Sites internet au contenu illégal - Blocage - Conditions, cadre légal et contrôle

site internet
Internet
criminalité informatique
contrôle de la communication
censure

Chronologie

28/12/2011Envoi question
26/11/2012Rappel
11/12/2013Requalification
2/1/2014Réponse

Réintroduction de : question écrite 5-2419
Requalifiée en : demande d'explications 5-4474

Question n° 5-4661 du 28 décembre 2011 : (Question posée en néerlandais)

La Belgique dispose de la compétence et des instruments pour bloquer certains sites internet si leur contenu est perçu comme illégal par la législation belge. Les meilleurs exemples sont les sites publiant de la pédopornographie ou proposant des jeux de paris en ligne illégaux.

Quoi qu'il en soit, cette pratique relève de l'État de droit. Toutefois, dans ce même cadre, l'on pourrait se demander sous quelles conditions, dans quel cadre légal et avec quel contrôle démocratique ces mesures sont prises.

Je souhaiterais obtenir une réponse aux questions suivantes.

1) Dans combien de cas l'État belge a-t-il décidé de bloquer un site internet entre 2006 et 2010 (ventilation par année) ? Comment évolue ce phénomène ? Comment le ministre explique-t-il ces chiffres et évolutions ? Peut-il me fournir une liste des sites internet bloqués par l'État, en mentionnant systématiquement les raisons de ces décisions ?

2) Sur la base de quels cadres légaux décide-t-il de bloquer certains sites internet ? Comment évalue-t-il cette décision ? Dispose-t-il d'un service spécialisé ? Dans l'affirmative, de quels moyens ce service dispose-t-il (personnel, budget...) ? Quelle est la procédure concrète pour bloquer un site, quelles sont les décisions prises, qui les prend et à quel stade ? Qui prend la décision finale et qui en assume la responsabilité ? Pendant combien de temps ces blocages sont-ils valables ?

3) Quels mécanismes permettent-ils de contrôler la décision de bloquer des sites ? Un site bloqué peut-il faire appel de la décision ? Comment cela se déroule-t-il ? Dans combien de cas un site a-t-il interjeté appel entre 2006 et 2010, et avec quel résultat ?

4) Quelles sortes de sites internet sont-ils visés (pédopornographie, paris en ligne, hameçonnage...) ? Ces sites sont-ils activement traqués et bloqués ou les autorités interviennent-elles uniquement à la suite de plaintes ?

5) Comment cette approche cadre-t-elle avec les actions et les accords sur le plan international ? Le ministre se concerte-t-il avec la Commission européenne et avec d'autres pays de l'Union européenne ? Quels sont les résultats de ces actions européennes ? Cette question est-elle également évoquée ailleurs sur le plan international ? Dans l'affirmative, où et avec quels effets ?

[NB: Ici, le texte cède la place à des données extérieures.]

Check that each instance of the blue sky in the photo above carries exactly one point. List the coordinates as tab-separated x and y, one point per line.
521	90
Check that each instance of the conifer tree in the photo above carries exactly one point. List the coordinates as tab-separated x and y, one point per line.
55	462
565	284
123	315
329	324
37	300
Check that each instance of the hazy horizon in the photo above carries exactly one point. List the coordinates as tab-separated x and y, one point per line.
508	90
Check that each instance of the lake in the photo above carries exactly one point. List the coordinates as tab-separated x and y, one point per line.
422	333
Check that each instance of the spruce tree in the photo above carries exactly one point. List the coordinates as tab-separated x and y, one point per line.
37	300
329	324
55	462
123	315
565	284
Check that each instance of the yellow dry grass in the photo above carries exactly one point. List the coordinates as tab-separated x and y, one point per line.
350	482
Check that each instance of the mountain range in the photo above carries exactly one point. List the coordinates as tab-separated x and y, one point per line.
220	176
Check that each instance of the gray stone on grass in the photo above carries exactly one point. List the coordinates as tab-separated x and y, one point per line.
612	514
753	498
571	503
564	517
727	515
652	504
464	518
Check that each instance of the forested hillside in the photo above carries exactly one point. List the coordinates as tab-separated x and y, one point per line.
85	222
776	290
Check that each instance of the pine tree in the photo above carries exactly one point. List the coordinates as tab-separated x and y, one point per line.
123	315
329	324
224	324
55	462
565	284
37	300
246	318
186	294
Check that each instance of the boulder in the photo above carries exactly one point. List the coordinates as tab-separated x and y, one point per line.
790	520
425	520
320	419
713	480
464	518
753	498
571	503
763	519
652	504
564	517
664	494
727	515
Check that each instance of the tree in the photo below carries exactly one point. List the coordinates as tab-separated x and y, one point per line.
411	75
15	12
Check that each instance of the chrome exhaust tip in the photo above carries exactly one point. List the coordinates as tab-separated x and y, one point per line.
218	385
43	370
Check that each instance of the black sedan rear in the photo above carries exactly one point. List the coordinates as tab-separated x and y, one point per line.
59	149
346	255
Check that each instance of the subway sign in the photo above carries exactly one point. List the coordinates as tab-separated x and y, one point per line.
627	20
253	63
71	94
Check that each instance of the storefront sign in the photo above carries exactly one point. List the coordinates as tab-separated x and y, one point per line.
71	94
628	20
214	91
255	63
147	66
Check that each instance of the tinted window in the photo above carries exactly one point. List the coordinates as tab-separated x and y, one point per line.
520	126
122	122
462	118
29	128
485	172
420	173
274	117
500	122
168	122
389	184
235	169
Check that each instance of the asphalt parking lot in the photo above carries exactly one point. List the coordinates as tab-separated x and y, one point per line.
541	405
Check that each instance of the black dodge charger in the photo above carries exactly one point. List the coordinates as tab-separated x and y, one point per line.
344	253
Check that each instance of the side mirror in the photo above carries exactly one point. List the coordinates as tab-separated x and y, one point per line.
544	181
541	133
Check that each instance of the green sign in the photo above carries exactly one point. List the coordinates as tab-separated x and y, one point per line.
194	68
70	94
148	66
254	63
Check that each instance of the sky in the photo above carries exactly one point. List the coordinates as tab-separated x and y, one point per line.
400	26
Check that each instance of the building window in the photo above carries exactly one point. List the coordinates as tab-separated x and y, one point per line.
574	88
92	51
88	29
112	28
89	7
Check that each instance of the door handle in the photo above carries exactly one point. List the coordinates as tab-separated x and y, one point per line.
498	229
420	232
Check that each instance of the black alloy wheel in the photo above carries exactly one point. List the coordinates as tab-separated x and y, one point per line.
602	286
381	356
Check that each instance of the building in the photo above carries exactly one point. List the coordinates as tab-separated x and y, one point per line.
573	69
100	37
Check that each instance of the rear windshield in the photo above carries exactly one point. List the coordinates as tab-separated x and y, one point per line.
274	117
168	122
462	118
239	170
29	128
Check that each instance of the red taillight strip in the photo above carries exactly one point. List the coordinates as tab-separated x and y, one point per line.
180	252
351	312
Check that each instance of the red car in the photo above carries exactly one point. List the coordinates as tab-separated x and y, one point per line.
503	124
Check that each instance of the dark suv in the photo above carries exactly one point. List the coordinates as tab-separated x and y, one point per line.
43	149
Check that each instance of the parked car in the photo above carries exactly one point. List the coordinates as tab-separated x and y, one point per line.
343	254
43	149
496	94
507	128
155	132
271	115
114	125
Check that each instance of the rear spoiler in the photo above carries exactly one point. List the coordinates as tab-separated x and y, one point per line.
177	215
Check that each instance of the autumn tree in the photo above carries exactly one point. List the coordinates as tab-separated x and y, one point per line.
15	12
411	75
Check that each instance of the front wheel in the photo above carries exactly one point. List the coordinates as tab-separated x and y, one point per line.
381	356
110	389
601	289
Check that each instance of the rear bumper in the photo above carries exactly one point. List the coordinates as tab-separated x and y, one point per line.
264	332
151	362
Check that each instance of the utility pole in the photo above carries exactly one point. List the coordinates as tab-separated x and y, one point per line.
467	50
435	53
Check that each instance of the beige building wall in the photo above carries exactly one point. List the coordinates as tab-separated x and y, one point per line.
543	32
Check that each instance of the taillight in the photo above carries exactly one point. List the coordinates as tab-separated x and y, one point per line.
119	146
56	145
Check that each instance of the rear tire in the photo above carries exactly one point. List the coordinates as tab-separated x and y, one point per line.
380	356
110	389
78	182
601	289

Réponse reçue le 2 janvier 2014 :

1) Le blocage de sites internet présentant un contenu illégal est une procédure relativement récente en Belgique. Il n'y a donc pas de statistiques disponibles en la matière.

En 2009, il a été question dans un seul dossier d'une demande de blocage d'un site internet.

Ladite demande concernait le site http://www.stopkinderporno.com. Des personnes connues pour des faits de mœurs sur mineurs pouvaient y être identifiées et localisées. Il a été établi que le site était contraire à l'ordre public et le magistrat a décidé d'en bloquer l'accès.

2) Lors de la découverte d'un site internet dont le contenu est considéré comme illégal, la première étape consiste à déterminer la situation géographique des serveurs où les données sont stockées.

  1. Si le serveur se trouve en Belgique, il pourra alors être procédé immédiatement à une saisie de fait du serveur ou à la suppression des données sur la base de l'article 39bis du Code d'instruction criminelle.

    Dans ce cas, la procédure de blocage sur la base du nom de domaine n'est pas appliquée.

  2. Lorsque le serveur est situé à l'étranger ou n'a pas encore été localisé, il conviendra alors d'empêcher l'accès à ces données ou de les rendre inaccessibles.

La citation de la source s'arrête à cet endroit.